Biombo Escuro

12º Olhar de Cinema

Lugar Seguro

por Tiago Ribeiro

02/07/2023; Foto: Olhar de Cinema

A tristeza do Outro

Existem formas bastante maleáveis de se encarar a morte, variando imensamente de pessoa para pessoa e de cultura para cultura. Diferentes tradições a entendem das mais diversas maneiras, e por isso os rituais que a cercam também se expressam de diversas formas. O escritor norueguês Karl Ove Knausgård, logo no início de sua série de livros Minha Luta, reflete sobre a condição de uma sociedade que prefere omitir a morte, desviando o olhar de tudo que a circunda. O ponto principal é que, no mundo ocidental moderno, a morte é propositalmente afastada do crivo público através de simbolismos que a amenizam. Essa atitude diante dela torna seu entendimento mais distante, e principalmente sua superação mais difícil. Em um certo ponto o autor sugere, inclusive, que caso alguém venha a falecer durante uma sessão de cinema, que se permita que o corpo permaneça em seu assento até o fim de sessão, para que não se interrompa a experiência cinematográfica.

Essa questão posta por Knausgård se reflete em tabus e imposições limitantes que circundam a morte. Influi, inclusive, em como a legislação de um país encara o suicídio, a infame morte auto infringida. Em Gosto de Cereja, o cineasta iraniano Abbas Kiarostami reflete sobre essa condição em seu próprio país, a partir de um personagem em busca de alguém que o auxilie no seu desejo de acabar com a própria vida. No Irã, o suicídio é criminalizado, oferecendo severidade diante daqueles que eventualmente ajudem alguém a cometer o ato. Essa imposição dificulta imensamente a concretização do desejo final do Sr. Badii, que oferece a diferentes figuras uma generosa bonificação em dinheiro caso ousem ajudá-lo a concretizar seu suicídio. Kiarostami extrai de cada encontro o parecer que cada um tem diante da vida, e principalmente o medo com o qual muitos encaram a morte, sempre com um personagem diferente com o qual o Sr. Badii encontra enquanto atravessa as montanhas persas com seu SUV. Há muito a se pensar sobre sacralidade e as noções religiosas de transcendência, que por vezes influem nos limites da liberdade humana. Alguns países europeus regulamentam o suicídio assistido como legal, mas em nenhum lugar existe um consenso sobre como se lidar com o suicídio. Não poderia ser diferente, visto que tanto está em jogo.

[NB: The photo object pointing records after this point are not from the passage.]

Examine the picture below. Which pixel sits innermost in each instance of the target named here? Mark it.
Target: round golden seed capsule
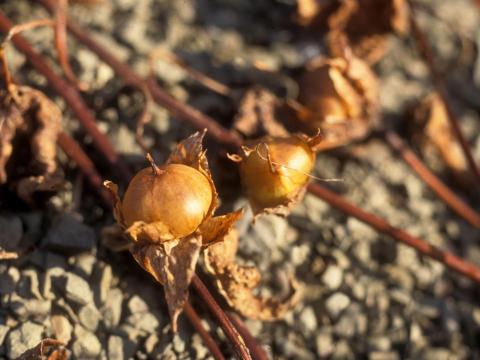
(177, 195)
(269, 186)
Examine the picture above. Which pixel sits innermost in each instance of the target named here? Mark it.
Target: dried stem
(232, 141)
(230, 331)
(425, 51)
(73, 99)
(197, 324)
(447, 195)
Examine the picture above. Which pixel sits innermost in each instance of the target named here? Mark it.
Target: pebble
(308, 320)
(86, 344)
(324, 344)
(332, 277)
(26, 336)
(336, 303)
(61, 328)
(112, 310)
(76, 289)
(12, 232)
(68, 235)
(120, 348)
(89, 317)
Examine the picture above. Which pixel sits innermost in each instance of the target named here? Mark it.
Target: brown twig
(73, 99)
(226, 137)
(447, 195)
(425, 51)
(241, 350)
(197, 324)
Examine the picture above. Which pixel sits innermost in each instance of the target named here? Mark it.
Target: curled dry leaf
(432, 131)
(366, 23)
(49, 349)
(339, 97)
(28, 116)
(236, 283)
(275, 171)
(167, 213)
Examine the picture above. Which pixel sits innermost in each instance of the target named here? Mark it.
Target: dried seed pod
(177, 195)
(340, 97)
(432, 131)
(275, 170)
(167, 212)
(366, 23)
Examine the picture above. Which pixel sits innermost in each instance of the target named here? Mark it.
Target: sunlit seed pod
(177, 195)
(275, 170)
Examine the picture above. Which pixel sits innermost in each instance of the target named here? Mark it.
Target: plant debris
(168, 248)
(236, 283)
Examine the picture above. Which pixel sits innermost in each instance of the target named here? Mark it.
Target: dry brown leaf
(433, 132)
(49, 349)
(27, 114)
(256, 115)
(366, 23)
(216, 228)
(340, 97)
(172, 264)
(236, 283)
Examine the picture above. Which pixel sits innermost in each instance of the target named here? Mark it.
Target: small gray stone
(23, 338)
(12, 232)
(120, 348)
(9, 280)
(76, 289)
(336, 303)
(69, 235)
(333, 277)
(308, 320)
(112, 310)
(61, 328)
(324, 343)
(86, 344)
(89, 317)
(3, 333)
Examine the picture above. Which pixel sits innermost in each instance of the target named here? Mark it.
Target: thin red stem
(425, 51)
(224, 136)
(447, 195)
(241, 350)
(73, 99)
(207, 339)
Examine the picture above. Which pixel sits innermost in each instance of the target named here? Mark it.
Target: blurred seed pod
(339, 96)
(275, 170)
(366, 23)
(430, 129)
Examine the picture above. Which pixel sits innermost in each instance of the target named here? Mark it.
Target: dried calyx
(275, 171)
(167, 213)
(339, 96)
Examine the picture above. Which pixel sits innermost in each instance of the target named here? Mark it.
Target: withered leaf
(173, 265)
(49, 349)
(256, 115)
(28, 113)
(366, 23)
(236, 283)
(434, 133)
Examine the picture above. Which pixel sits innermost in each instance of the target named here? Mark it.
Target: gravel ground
(366, 296)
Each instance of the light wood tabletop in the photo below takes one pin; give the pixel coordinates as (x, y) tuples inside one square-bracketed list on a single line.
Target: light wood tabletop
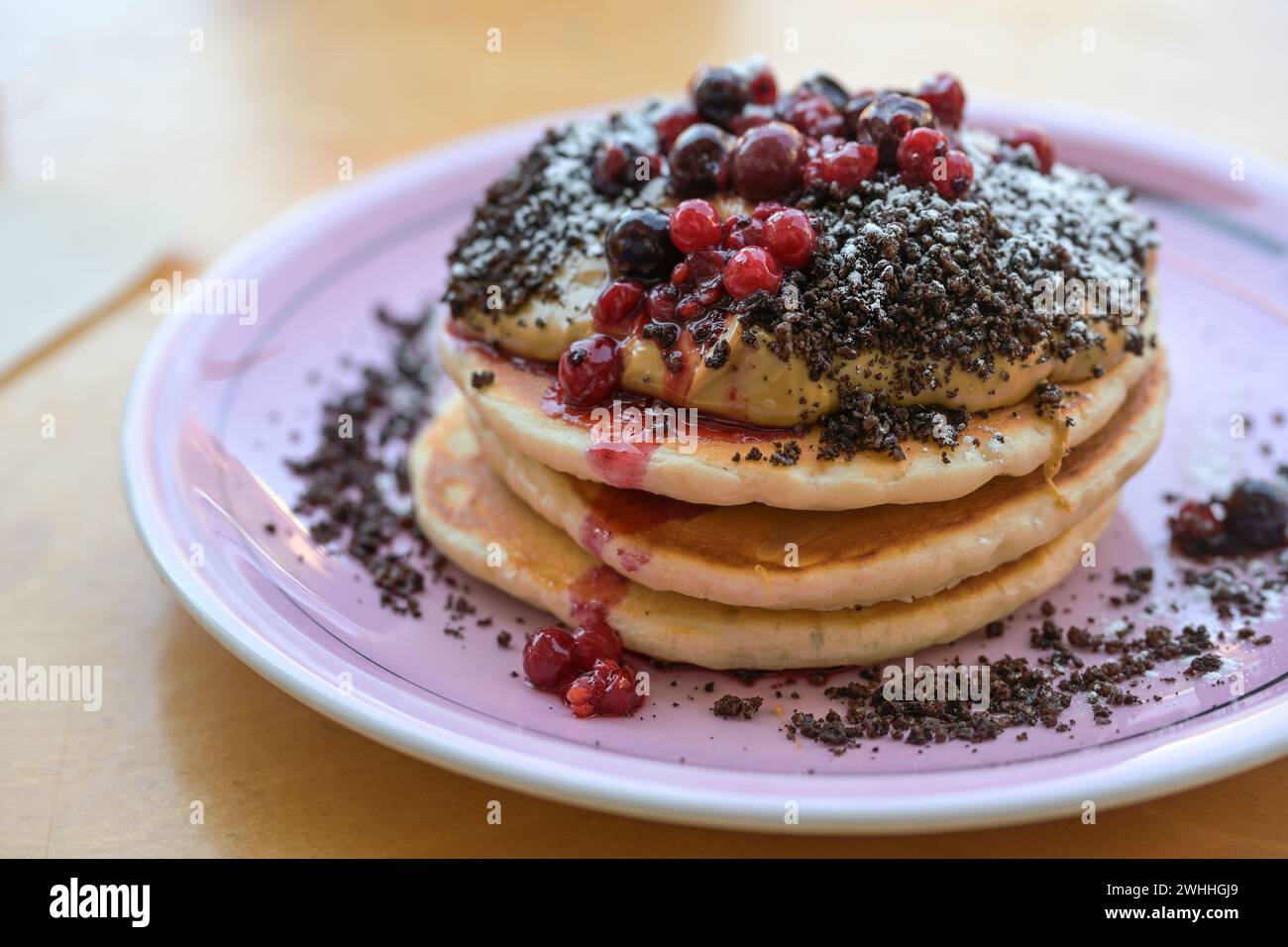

Distante de qualquer inibição diante da morte está Lugar Seguro, longa de estreia do cineasta croata Juraj Lerotić. Tirando sua história de uma experiência real, ele opta por enfrentar seus demônios interpretando a si mesmo diante de uma situação vivida com seu irmão. A tentativa de suicídio do mesmo faz Lerotić se desdobrar para tentar salvá-lo, correndo na tentativa de impedir que ela se concretizasse. A reconstituição é feita a partir de uma linguagem sóbria e realista, com muitos planos abertos e cores dessaturadas. Há pouco para se distrair dos eventos que transpiram, pela segunda vez para o diretor que se coloca no meio de tudo. Há um profundo senso de desespero e tristeza em tudo que circunda esse trecho inicial do filme.

Lerotić impõe limites para seu realismo, no entanto. Quando sua cabeça esfria vemos um grau de subjetividade maior entrar em jogo, e é nesse ponto que seu longa fica mais interessante. Principalmente porque a subjetividade é extremamente sufocante, visto que ele não consegue acessar exatamente o que está acontecendo na dimensão do outro. A tristeza de seu irmão paira como uma tempestade de raios ao fundo de Lugar Seguro, mas nunca tornando-se palpável. Seu irmão dentro da diegese é Damir, extremamente silencioso e raramente toma a frente das sequências, deixando para a cabeça de Lerotić e da audiência tentar juntar as peças para entendê-lo. Em certo ponto, durante uma breve troca com seu irmão, o personagem de Lerotić, tomando um passo para o não-realismo, comenta sobre o controle que exerce sobre tudo que Damir pensa e diz, relatando a angústia de não poder entender a dimensão real do que se passa com o outro.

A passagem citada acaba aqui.